Regular expressions (often shortened to “regexes”) are powerful tools that can be very useful, but also make it easy to shoot yourself in the foot. Most readers will probably be familiar with the following quote:
Some people, when confronted with a problem, think “I know, I’ll use regular expressions”. Now they have two problems.
While regular expressions aren’t pure evil, a quick search on GitHub shows more than 227,000 issues that are related to the use of regular expressions. This provides at least some evidence that it’s hard to use regular expressions correctly.
The goal of this study is to understand what type of regex-related issues developers address in pull requests and what fixes for such issues typically look like.
The researchers found 356 regex-related bugs in 350 pull requests across 195 different GitHub repositories in the Apache, Mozilla, Google, and Facebook organisations.
All bugs had one of three possible root causes:
An issue in the regular expression itself (61.2%), e.g. incorrect behaviour, compilation errors, or code smells. Most bugs in this category are caused by regular expressions that reject valid strings or accept invalid strings. In some cases simpler solutions exist and a regular expression is not needed. Suboptimally composed regular expressions may also lead to performance issues.
RegExp.exec, which are stateful and may show unexpected behaviour when executed twice.
A bug in other code that was not caused by regular expressions, (29.5%). This often means that regular expressions are part of the solution, not the problem.
The table below lists the three root causes, along with all their subcategories.
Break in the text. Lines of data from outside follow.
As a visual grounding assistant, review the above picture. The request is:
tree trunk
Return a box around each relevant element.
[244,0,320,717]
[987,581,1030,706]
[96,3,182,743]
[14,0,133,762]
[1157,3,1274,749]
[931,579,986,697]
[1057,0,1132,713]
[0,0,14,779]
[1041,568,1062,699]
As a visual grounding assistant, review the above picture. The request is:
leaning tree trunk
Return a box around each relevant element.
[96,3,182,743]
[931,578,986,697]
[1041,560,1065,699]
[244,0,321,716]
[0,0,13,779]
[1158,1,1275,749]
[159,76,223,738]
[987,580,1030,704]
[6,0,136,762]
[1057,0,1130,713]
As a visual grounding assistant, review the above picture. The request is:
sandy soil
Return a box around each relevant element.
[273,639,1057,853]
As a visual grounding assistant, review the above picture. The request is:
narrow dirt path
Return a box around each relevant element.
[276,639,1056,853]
|Root cause||Manifestation||Category (and sub-category)||Count (%) in (sub)category||Count (%) in manifestation||Count (%) in root cause|
|Regex||Incorrect behaviour||Rejecting valid strings||102 (61.8%)||165 (75.7%)||218 (61.2%)|
|Accepting invalid strings||36 (21.8%)|
|Rejecting valid and accepting invalid||17 (10.3%)|
|Incorrect extraction||9 (5.5%)|
|Compile error||8 (3.6%)|
|Bad smells||Design smells||Unnecessary regex||11 (24.4%)||45 (20.6%)|
|Code smells||Performance issues||10 (22.2%)|
|Regex representation||10 (22.2%)|
|Unused/duplicated regex||8 (17.8%)|
|Regex API||Incorrect computation||6 (22.2%)||33 (9.3%)|
|Bad smells||Design smells||Alternative regex API||2 (7.4%)||27 (81.8%)|
|Code smells||Unnecessary computation||9 (33.3%)|
|Exception handling||8 (29.6%)|
|Deprecated APIs||5 (18.5%)|
|Other code||New feature||Data processing||22 (37.3%)||59 (56.2%)||105 (29.5%)|
|Regex-like implementation||19 (32.2%)|
|Regex configuration entry||18 (30.5%)|
|Bad smells||19 (18.1%)|
|Other failures||27 (25.7%)|
Regex-related pull requests are significantly different from normal pull requests: they take a longer time to get merged and involve more lines of code, possibly because functionality with regular expressions is harder to test.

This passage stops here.